The second was Israel's announcement in 2019 of its intention to annex up to a third of the occupied West Bank, including all of its Jewish settlements, which are home to nearly 500,000 Israelis. Those plans were put on hold as a normalization agreement reached with the United Arab Emirates (UAE) last year, but Israel has said the pause is only temporary.
B'Tselem and other rights groups argue that the boundaries separating Israel and the West Bank vanished long ago – at least for Israeli settlers, who can freely travel back and forth, while their Palestinian neighbors require permits to enter Israel. There have been no substantive peace talks in more than a decade. The occupation, which critics have long warned is unsustainable, has endured for 53 years.
"Fifty years plus, that's not enough to understand the permanence of Israeli control of the occupied territories?" El-Ad said. "We think that people need to wake up to reality, and stop talking in future terms about something that has already happened."
Last year, the U.N. called the Israeli occupation in Palestine "the longest occupation" in the world. "Israel has occupied the Palestinian territory for more than 52 years, the longest belligerent occupation in the modern world," Michael Lynk, U.N. special rapporteur on human rights in the Palestinian territories, told the U.N. General Assembly.
The U.N. considers both the West Bank and East Jerusalem occupied territories and considers Israeli settlement-building activity in these areas illegal. Palestinians have been vying to create a full-fledged future state comprising areas of the West Bank of the Jordan River and Gaza on the Mediterranean coast.
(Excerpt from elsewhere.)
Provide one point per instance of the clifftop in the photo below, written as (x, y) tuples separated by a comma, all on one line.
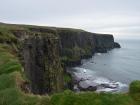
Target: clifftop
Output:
[(44, 50)]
Since 2007, the besieged Gaza has been under a crippling Israeli and Egyptian blockade that has gutted its economy and deprived its inhabitants of many vital commodities, including food, fuel and medicine. In the long-embargoed enclave, the humanitarian situation has grown worse by the day as 90% of its land and sea boundaries, and its access to the outside world is controlled by Israel and by Egypt on its narrow southern border.